At the time the courthouse was built, architects added design details to their plans based on how much money the building brought in. The Charlotte courthouse and post office was a top earner, so the designers piled on the architectural flourishes.
Van Der Staak uncovers or restores some of it every day. He began work in the spring. His pace and hours are his own. Because he can’t stand hotel beds, he drives back and forth to Seagrove each day. Given that he has his own security badge, he often works late into the night when the only other faces he sees look down from the portraits hanging on courtroom walls.
He relies on skills first honed as a teenage apprentice in the Netherlands. There, his on-the-job training often took place in the Gothic and baroque cathedrals of his homeland.
“He has such a passion for his work,” says Whitney. “He spends hours over a few inches of space. He’s not wasting money. He’s being so steadfast and tedious and accurate.”
Van Der Staak, who calls the judge “the Big Boss Man,” appreciates Whitney’s straightforwardness, which he says he once saw in Reagan.
As of now, most days include some kind of compromise. For example, Van Der Staak says the lobby is swimming with painted-over gold leaf that he can’t afford to replace.
A flash of gold
During an early stage of the project, a clerk of one of the federal judges noticed something strange under the old off-white paint above a nearby doorway in the east lobby.

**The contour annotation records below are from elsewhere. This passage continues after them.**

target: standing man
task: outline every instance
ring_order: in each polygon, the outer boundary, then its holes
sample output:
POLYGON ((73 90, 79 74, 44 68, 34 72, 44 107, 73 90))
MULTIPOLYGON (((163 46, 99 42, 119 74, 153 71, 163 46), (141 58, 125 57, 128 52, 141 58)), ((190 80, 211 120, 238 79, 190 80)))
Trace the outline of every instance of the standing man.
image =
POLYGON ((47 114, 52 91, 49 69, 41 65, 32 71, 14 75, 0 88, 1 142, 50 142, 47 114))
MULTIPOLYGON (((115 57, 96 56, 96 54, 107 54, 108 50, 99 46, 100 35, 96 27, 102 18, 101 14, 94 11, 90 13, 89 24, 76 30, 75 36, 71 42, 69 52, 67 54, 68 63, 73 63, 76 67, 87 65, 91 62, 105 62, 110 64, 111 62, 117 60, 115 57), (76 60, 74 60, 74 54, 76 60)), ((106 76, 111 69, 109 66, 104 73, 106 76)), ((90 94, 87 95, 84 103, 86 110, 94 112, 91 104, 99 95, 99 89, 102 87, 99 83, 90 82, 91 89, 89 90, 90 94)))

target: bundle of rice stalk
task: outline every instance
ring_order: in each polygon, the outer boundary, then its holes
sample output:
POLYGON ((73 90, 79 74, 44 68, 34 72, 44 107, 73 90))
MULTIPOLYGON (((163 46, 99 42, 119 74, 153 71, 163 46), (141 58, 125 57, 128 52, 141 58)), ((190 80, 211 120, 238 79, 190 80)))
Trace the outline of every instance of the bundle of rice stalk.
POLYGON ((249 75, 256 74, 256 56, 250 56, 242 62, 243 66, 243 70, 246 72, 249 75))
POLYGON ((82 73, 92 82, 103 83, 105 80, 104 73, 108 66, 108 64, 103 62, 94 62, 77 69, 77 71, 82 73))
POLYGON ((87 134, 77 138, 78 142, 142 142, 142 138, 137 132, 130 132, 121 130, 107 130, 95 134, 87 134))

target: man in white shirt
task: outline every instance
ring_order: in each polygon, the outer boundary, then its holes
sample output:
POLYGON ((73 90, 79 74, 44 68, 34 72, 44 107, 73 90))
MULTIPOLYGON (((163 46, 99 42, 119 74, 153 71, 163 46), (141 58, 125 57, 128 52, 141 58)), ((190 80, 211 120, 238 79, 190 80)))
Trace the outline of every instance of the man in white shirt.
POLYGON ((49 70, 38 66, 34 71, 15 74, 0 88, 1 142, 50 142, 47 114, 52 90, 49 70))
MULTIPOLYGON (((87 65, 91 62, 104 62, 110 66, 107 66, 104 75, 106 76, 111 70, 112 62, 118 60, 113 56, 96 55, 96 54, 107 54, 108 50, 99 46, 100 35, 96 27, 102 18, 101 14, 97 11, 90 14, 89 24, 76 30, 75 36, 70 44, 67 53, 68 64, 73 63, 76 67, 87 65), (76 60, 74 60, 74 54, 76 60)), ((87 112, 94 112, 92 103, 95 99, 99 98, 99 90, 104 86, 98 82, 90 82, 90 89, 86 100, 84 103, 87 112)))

Van Der Staak started chipping away. In short order, he uncovered a gold leaf-embossed state seal that is found in no other federal courthouse in North Carolina. It has two dates – when North Carolina signed the Declaration of Independence, and when Mecklenburg County signed its own.
Whitney says that discovery piqued courthouse curiosity of what might be hiding under the paint – and triggered a more ambitious set of plans. In the end, three more copies of the seal were found.

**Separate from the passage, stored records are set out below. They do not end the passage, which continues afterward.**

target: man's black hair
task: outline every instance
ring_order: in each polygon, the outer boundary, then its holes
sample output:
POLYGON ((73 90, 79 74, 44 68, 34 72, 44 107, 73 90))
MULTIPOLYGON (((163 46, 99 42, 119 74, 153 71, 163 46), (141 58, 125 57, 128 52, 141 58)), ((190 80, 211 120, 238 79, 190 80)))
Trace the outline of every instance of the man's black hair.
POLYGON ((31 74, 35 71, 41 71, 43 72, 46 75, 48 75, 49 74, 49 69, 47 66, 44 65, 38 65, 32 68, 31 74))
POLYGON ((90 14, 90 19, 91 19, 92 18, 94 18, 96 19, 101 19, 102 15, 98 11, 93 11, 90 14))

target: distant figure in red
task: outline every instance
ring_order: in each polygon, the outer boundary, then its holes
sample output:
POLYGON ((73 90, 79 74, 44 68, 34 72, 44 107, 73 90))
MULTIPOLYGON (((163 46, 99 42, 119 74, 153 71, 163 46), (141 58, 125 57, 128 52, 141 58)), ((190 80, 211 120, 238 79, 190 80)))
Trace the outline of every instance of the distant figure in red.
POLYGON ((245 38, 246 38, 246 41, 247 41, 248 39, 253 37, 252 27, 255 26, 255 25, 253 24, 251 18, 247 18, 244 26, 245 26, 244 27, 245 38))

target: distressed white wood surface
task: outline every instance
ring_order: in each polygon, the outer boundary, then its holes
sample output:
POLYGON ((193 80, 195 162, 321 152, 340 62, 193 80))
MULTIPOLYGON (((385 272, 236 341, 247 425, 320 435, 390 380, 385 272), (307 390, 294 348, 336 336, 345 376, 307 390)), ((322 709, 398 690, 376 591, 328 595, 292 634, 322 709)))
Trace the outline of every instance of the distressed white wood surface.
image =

Van Der Staak estimates he needs another six months to finish. Whitney says the total costs might run up to $100,000, which will be covered by the fees lawyers pay to practice in the federal district.
Morrill, who is writing a book about the courthouse, says the price for all the work is dwarfed by the historic and intangible benefits to the city.
“When we think about the republic we live in,” he says, “the only thing that helps it endure is that people believe in it.”